Le seul réalisateur qui soit sorti des sentiers battus, c’est John Boorman, avec Afrique du Sud, ma douleur (In My Country), qui met en scène la Commission Vérité et Réconciliation. Ayant obtenu l’accord de deux stars internationales, Samuel Jackson et Juliette Binoche, il a fait le tour des producteurs de Hollywood. Ni les majors ni les indépendants n’ont sorti un dollar. Boorman a réussi à tourner le film avec 57 millions de dollars réunis en Europe.
« Ils m’écoutaient avec la plus grande attention, raconte-t-il. Ils trouvaient même l’histoire et le scénario passionnants. Mais deux jours plus tard, ils n’étaient plus intéressés. » Même après l’accueil très favorable réservé par la critique et un certain public à Hôtel Rwanda, estime Boorman, le résultat serait identique aujourd’hui : « Ils me feraient remarquer qu’Hôtel Rwanda n’a pas rapporté beaucoup d’argent. Du reste, In My Country non plus. Donc, ils avaient probablement raison. »
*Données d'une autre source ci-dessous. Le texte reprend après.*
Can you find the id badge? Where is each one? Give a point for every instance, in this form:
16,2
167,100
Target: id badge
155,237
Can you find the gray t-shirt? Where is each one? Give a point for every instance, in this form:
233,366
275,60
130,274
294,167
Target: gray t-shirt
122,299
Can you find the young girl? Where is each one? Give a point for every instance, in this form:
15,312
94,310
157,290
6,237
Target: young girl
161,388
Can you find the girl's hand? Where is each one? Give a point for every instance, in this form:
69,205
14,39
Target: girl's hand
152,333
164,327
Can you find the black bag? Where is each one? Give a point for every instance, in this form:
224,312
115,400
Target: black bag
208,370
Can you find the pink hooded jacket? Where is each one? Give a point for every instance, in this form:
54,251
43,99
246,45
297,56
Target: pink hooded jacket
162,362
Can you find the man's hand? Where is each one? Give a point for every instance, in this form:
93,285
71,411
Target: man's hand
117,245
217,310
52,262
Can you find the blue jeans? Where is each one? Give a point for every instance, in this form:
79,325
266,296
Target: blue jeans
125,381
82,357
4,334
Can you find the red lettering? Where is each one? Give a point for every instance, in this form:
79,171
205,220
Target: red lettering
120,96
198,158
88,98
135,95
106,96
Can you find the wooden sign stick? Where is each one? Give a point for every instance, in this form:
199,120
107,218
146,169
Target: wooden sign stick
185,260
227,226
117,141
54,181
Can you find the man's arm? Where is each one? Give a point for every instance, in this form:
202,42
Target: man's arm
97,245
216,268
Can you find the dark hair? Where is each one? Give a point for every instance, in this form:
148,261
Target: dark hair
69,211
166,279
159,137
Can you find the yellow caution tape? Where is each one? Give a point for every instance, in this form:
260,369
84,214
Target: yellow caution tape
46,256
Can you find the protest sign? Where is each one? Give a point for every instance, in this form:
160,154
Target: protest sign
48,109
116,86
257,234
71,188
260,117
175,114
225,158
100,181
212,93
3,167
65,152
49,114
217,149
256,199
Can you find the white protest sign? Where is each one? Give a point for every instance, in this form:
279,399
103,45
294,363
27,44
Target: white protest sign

Edward Zwick, le réalisateur du Dernier Samouraï (The Last Samourai), un film que se passe dans le Japon du XIXe siècle et qui a très bien marché, est pourtant décidé maintenant à jouer la carte africaine. Blood Diamond, dont il doit commencer le tournage à l’automne, aura pour cadre la guerre civile de la Sierra Leone à la fin des années 1990. Le personnage central sera un paysan africain impliqué dans le conflit entre un contrebandier de diamants américain et la mafia qui a mis la main sur l’industrie minière de la Sierra Leone. Zwick explique qu’il a l’intention de « bien expliquer ce qu’était la situation sociale et politique, de décrire les forces qui mettaient le pays à feu et à sang ».
S’il y arrive et si le film fait suffisamment d’entrées, peut-être donnera-t-il enfin à Hollywood une raison de tourner sur l’Afrique des films qui ressemblent davantage à l’Afrique : la possibilité de gagner de l’argent.